Enviada em 04/11/2020

Lya Luft afirmou que a sociedade usa “óculos cor-de-rosa” para se abster da realidade. A metáfora aplica-se ao contexto atual de má distribuição de recursos no país –já que o Brasil, analogamente, utiliza o acessório para não enxergar caminhos de combate à fome e à desigualdade social no século XXI; então, ações que fomentem a solidariedade e a otimização de projetos governamentais se fazem necessárias.

Nesse cenário, ainda que a Constituição Federal de 1998 garanta o acesso a condições básicas de sobrevivência (alimentação, saneamento, saúde e educação, por exemplo), a população de menor poder aquisitivo não só é desfavorecida financeiramente, como também encontra dificuldades para usufruir desses serviços constitucionais. Ao encontro disso, na obra “Quarto de Despejo”, Maria Carolina de Jesus relata as dificuldades da pobreza: enquanto ela consome os restos daqueles que podem pagar por qualidade de vida, seus filhos crescem nas margens da periferia esquecida pelo restante da cidade. Além das páginas do diário de Maria Carolina, a realidade de muitos brasileiros repete essa história; por isso, fica evidente a necessidade de estimular projetos sociais que amenizem as mazelas da desigualdade e que ampliem as oportunidades das comunidades carentes.

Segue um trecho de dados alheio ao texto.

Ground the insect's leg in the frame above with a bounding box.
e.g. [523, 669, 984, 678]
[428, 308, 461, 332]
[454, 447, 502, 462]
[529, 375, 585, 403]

Além disso, mesmo que o país tenha saído do “Mapa da Fome”, muitos cidadãos sofrem com os efeitos da divergente distribuição de renda: seja na sobrecarga dos recursos governamentais, seja no frágil poder de compra; sendo assim, políticas públicas que almejem a otimizar a acessibilidade de itens essenciais devem priorizar regiões mais pobres. Com isso, cabe atentar ao conselho de José Saramago: “se podes olhar, vê; se podes ver, repara.”; logo, é preciso ver a importância de encontrar mecanismos que sanem os problemas desse abismo social e, de forma conjunta, reparar as lacunas que os impedem de acontecer.

Portanto, a fim de conscientizar a população acerca do papel da solidariedade, a escola deve realizar projetos em que, por meio de doações, de feiras de alimentos e de brechós, os alunos levem às comunidades carentes produtos gratuitos e mais baratos; em resposta, é oportuno que o governo invista no aprimoramento de programas já existentes (como o “Bolsa Família”) e, por meio da distribuição de renda e da maior disponibilidade de serviços básicos, vise à melhor acessibilidade de recursos. Assim, o Brasil consegue se livrar dos “óculos cor-de-rosa” e pode, finalmente, enxergar um futuro próspero, em que a desigualdade social e a fome são combatidas por toda a nação.